30 years ago I was able to write a complete multitasking operating system in Z80 assembly code. I can no longer do that, and nobody is willing to pay me for that skill set. The world has moved on, and so did I. We’ll simply have to go through that same journey one more time (see also: who moved my cheese).
Particularly when they can relabel our roles by the promise of SD* and map us against the pay scale for developers once their non-complex spine-and-leaf topology goes live with only BGP and thousands of leaf switches merely needing the concept of overlay networking to be maintained in code.
There will always be well-paid jobs for smart people willing to work hard and apply their accumulated skills to tough problems… but unfortunately you can no longer expect to land a well-paid job and keep it for the next 40 years. There might be exceptions - people are still willing to pay for COBOL developers - but don’t expect to be one.
Also, there’s developers and there’s software engineers and architects. Software architects in US are paid slightly better than network architects according to PayScale, so no worries there. OTOH, if your employer compares your skills to script kiddies hacking away low-quality Python code, it might be time to move on.
It’s coming, it’s unstoppable, but it’s scary. Alongside conforming with the progression, how do I stop being scared of the implied threat?
There’s only one way to deal with the threat of becoming irrelevant: change and move on (burning cotton mills didn’t work out too well I’ve heard).

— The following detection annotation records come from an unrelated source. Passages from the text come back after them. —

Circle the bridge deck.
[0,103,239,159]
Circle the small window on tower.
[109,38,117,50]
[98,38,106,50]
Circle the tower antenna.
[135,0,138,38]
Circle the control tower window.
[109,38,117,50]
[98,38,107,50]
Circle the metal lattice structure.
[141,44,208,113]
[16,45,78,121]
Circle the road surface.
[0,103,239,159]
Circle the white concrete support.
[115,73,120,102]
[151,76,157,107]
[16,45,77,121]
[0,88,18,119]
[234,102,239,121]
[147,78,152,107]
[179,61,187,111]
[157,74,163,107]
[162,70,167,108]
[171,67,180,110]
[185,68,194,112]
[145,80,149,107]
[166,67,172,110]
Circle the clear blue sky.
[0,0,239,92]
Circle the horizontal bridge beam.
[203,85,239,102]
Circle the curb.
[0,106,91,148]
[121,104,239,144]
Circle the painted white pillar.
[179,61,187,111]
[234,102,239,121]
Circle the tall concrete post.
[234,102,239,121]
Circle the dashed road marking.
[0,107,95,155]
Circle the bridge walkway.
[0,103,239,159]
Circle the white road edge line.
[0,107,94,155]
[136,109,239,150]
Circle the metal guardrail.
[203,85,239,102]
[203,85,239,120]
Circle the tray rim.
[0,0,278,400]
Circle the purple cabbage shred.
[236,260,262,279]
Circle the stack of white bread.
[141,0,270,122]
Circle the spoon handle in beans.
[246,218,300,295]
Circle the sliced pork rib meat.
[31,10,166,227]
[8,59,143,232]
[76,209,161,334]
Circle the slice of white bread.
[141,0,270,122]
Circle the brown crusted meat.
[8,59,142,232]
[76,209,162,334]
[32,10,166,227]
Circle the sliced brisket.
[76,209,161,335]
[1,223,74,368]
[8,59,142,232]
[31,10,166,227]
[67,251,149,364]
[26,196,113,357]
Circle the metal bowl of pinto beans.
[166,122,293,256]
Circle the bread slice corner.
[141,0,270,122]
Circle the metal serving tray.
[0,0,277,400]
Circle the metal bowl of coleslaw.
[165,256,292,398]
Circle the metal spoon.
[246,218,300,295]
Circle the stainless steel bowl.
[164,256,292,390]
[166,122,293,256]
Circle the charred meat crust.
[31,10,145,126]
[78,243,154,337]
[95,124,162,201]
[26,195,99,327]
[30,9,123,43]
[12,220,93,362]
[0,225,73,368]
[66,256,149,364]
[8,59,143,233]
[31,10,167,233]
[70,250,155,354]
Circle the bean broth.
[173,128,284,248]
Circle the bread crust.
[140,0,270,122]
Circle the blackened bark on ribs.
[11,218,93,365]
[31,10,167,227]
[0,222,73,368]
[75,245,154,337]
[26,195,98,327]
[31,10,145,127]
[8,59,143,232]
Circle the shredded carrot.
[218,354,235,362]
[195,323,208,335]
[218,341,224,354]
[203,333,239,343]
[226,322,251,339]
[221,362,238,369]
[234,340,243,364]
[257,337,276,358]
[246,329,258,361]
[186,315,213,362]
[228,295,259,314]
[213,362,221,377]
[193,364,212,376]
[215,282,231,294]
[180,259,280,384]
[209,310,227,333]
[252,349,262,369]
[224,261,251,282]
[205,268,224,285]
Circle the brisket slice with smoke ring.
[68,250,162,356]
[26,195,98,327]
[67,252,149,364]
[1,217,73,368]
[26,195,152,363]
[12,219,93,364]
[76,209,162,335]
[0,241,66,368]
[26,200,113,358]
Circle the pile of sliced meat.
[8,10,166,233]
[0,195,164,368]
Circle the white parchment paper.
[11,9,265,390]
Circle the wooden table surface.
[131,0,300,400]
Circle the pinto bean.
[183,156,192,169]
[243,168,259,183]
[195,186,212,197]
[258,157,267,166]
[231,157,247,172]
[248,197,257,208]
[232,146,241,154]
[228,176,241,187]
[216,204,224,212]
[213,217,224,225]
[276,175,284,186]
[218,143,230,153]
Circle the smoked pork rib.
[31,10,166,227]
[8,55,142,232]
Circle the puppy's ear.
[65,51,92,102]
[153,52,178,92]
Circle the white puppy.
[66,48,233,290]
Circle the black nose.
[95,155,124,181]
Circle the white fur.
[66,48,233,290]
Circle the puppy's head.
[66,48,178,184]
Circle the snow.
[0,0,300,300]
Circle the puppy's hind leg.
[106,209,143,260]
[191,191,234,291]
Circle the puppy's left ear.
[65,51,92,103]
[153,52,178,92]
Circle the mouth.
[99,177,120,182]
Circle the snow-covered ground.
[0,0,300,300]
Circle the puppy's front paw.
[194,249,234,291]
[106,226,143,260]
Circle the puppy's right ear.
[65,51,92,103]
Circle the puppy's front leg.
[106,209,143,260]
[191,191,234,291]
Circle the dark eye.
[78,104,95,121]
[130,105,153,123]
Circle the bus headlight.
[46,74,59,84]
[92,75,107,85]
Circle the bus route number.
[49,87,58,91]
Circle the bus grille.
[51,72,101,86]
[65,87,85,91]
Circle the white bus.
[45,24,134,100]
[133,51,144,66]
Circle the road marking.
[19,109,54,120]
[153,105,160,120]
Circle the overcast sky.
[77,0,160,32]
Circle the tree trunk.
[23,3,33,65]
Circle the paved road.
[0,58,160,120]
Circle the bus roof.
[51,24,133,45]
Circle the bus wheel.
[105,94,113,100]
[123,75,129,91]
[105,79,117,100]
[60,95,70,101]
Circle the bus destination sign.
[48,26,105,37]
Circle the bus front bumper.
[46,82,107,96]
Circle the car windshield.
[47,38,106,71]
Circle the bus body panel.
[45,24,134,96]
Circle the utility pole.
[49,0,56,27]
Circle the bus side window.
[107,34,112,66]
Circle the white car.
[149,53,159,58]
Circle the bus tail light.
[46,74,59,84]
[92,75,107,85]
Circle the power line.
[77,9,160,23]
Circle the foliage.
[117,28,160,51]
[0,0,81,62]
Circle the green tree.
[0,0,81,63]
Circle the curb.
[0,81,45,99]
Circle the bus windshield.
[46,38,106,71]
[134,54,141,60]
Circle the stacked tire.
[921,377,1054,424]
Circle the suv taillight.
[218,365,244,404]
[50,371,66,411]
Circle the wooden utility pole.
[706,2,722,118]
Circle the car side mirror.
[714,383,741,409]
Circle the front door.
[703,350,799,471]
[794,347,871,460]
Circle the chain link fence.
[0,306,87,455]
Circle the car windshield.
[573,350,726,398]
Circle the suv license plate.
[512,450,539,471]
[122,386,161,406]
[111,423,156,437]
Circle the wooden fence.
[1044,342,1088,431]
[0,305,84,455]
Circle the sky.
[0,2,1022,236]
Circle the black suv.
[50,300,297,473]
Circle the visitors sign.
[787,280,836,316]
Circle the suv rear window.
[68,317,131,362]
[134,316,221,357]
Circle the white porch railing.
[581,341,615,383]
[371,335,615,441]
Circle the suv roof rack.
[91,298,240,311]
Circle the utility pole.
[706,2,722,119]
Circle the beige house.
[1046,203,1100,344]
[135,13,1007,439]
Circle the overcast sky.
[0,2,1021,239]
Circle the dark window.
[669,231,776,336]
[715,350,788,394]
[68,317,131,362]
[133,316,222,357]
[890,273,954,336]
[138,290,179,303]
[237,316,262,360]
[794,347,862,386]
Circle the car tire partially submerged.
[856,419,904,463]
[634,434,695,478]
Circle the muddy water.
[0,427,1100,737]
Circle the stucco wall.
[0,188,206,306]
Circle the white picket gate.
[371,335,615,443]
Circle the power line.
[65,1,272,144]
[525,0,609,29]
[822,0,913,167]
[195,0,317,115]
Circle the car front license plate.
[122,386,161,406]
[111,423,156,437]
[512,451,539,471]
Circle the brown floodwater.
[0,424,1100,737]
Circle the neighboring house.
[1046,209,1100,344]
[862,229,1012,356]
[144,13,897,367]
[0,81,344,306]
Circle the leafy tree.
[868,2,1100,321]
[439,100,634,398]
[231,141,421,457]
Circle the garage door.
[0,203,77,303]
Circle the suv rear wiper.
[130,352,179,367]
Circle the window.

Find a promising adjacent area you might be good in that meshes will with what you already know, and invest some time in becoming good in that area, keeping in mind that it gets easier once you’ve accumulated enough knowledge, and that it’s better to be good at many things than excellent in a tiny niche (see also this excellent advice by Scott Adams). And guess what - cloud networking or network automation might be a perfect fit, and if you need a helping hand on this (supposedly) scary journey, check out our online courses.
I think, IMHO, if anyone will get to the stage that "path of needing to understand and appreciate protocols and functionality when “the code simply handles it”", in any area of IT, then that person should remove Engineer part of job description. And during any outage or troubleshooting, all I could say would be: good luck, you gonna need it. Knowledge was, is and always will be the key to understanding. (Where knowledge is not always the same as education.) Thank you, nice article.
I think designing networks to be automated is critical and very hard. I still don't know how to describe what that means, though. It's really hard to do if you don't have tools to do it, and I don't know what those are. Some part of such a design is a regular as possible; the more details that you have to keep track of the much harder it gets to automate, you have to remember everything and you have to understand the consequences of every detail.